Bolivia ve una lucha entre dos poderes enfrentados en las calles: el organizado por la COB a la cabeza y el del Gobierno apoyado por policías y militares. EFE/ Gabriel Márquez
Bolivia ve una lucha entre dos poderes enfrentados en las calles: el organizado por la COB a la cabeza y el del Gobierno apoyado por policías y militares.
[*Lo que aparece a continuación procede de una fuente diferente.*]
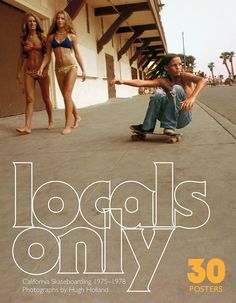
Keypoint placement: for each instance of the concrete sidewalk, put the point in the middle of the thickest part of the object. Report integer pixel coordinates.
(101, 149)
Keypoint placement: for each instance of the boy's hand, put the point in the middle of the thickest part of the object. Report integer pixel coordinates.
(83, 76)
(187, 105)
(115, 81)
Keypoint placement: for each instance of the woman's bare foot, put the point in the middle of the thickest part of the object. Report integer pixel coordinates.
(24, 130)
(66, 131)
(50, 125)
(76, 122)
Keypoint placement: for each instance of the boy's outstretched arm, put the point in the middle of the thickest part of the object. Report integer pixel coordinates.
(137, 82)
(200, 84)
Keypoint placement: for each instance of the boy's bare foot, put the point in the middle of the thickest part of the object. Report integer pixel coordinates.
(66, 131)
(24, 131)
(50, 125)
(76, 122)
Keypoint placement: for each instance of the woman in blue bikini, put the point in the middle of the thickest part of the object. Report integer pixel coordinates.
(32, 50)
(62, 40)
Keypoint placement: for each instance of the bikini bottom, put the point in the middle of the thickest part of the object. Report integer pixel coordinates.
(34, 74)
(65, 69)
EFE/ Gabriel Márquez

Con decenas de bloqueos de pistas y el cerco de las ciudades de La Paz y El Alto por obreros, campesinos y mineros que exigen la renuncia del presidente Rodrigo Paz, el Gobierno acusó de subversivos a sus opositores, en medio de saqueos y violentos enfrentamientos con las fuerzas del orden que ponen a Bolivia al borde de la guerra civil.

Mientras las protestas continúan, La Paz y El Alto -militarizadas- están casi sin alimentos y con el transporte público paralizado por los ataques a las unidades que circulan.

Comercios y bancos han cerrado sus puertas por la violencia en las calles de gran parte de Bolivia.

¿Rojos?

A la protesta liderada por la Central Obrera Boliviana (COB) se han unido organizaciones indígenas, campesinas y estudiantiles, así como los seguidores del expresidente Evo Morales, incluidos sus “ponchos rojos”, una especie de milicia que se prevé enfrente a policías y militares.

Ello se da en medio del excesivo uso de la fuerza contra los manifestantes y el reclamo en el Congreso de Argentina para que el gobierno de Javier Milei explique su envío a Bolivia de dos aviones Hércules con material para reprimir a quienes protestan contra el gobierno derechista por la escasez de combustible y el encarecimiento de alimentos, sobre todo del pollo.

¿Salida?

La Organización de Estados Americanos (OEA) analizará hoy la situación política de Bolivia en una sesión del Consejo Permanente, mientras el presidente Paz se niega a renunciar como piden sus opositores.

Mientras Iglesia y sectores sociales se ofrecieron como mediadores, el Gobierno amenazó con apresar a manifestantes.